Note that "self-service." For what you don't see is a complementary army of salespeople. Indeed, you may not see any. That's because IKEA, planted like so many blue-and-yellow Swedish flags in 35 countries, is even more Swedish than most people realize. It's so expensive to hire people in Sweden that companies from IKEA on down would much rather you helped yourself, thank you. As for the self-assembly presumed by most IKEA purchases? That's part of it, too.
Call it the IKEA syndrome. The constant battle by business to get around high labor costs is evident everywhere in Sweden. Here, the gap between high and low salaries is much narrower than in almost any other modern economy. The typical Swedish waiter, say, makes [euro]23,000 a year, or about a quarter of what a Swedish CEO takes home.
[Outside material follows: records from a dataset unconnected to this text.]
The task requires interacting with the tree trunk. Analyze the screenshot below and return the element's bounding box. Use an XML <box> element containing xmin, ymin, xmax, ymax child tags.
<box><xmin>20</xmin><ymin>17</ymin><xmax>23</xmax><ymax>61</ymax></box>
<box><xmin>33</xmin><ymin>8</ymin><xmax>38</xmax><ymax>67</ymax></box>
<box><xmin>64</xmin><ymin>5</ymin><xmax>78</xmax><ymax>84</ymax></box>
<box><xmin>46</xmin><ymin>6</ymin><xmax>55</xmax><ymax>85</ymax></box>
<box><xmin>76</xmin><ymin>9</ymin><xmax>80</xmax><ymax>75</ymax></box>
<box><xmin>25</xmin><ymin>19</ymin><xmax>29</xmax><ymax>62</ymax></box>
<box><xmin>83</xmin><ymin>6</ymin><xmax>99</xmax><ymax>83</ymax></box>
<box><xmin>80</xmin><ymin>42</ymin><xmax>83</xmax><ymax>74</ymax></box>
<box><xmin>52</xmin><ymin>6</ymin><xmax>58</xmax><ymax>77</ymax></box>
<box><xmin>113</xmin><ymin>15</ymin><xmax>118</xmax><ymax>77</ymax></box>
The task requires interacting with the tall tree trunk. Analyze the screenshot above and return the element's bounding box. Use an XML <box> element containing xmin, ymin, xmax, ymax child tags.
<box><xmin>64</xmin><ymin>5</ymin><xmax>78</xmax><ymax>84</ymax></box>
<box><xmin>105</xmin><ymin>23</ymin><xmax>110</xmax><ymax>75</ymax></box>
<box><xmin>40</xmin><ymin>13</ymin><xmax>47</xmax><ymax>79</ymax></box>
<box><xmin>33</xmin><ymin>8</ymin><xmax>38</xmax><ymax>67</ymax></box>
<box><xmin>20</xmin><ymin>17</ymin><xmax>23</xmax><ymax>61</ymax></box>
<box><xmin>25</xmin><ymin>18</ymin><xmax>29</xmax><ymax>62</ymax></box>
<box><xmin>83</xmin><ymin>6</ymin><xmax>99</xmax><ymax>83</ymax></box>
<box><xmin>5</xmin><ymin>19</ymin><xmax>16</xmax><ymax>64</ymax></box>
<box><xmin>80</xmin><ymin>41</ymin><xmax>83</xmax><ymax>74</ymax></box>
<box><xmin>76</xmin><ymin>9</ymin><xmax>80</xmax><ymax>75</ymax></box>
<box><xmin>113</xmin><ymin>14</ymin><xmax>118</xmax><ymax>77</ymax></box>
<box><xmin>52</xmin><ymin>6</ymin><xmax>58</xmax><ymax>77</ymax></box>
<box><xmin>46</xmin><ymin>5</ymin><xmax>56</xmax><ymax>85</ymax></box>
In Britain, the waiter would earn much less ([euro]17,628), the CEO much more ([euro]164,788). In the United States, the gap would be wider still. Thus, in IKEA-syndrome Sweden, the restaurant world looks very different. McDonald's thrives, according to a recent McKinsey & Co. study, but its fast-food competitor Pizza Hut, with bigger tables and larger serving staff, struggles.
Until recently, most Swedes liked the idea that life in their country was more equitable than elsewhere. But global competition is now persuading many to rethink the whole issue of employment. McKinsey warned in August that the high cost of doing business in Sweden would force companies to "move 100,000 to 200,000 jobs offshore in the next 10 years." Sweden has enjoyed outstanding economic growth, but it came in part because companies shed jobs to boost productivity. In the run-up to last month's general election, the independent National Institute of Economic Research suggested that Sweden had hit a growth ceiling: unless the labor supply expanded, GDP growth would slow.
That election proved to be a turning point. Before the balloting, Finance Minister Per Nuder, a Social Democrat, told NEWSWEEK that the outcome would hinge on how well the state ...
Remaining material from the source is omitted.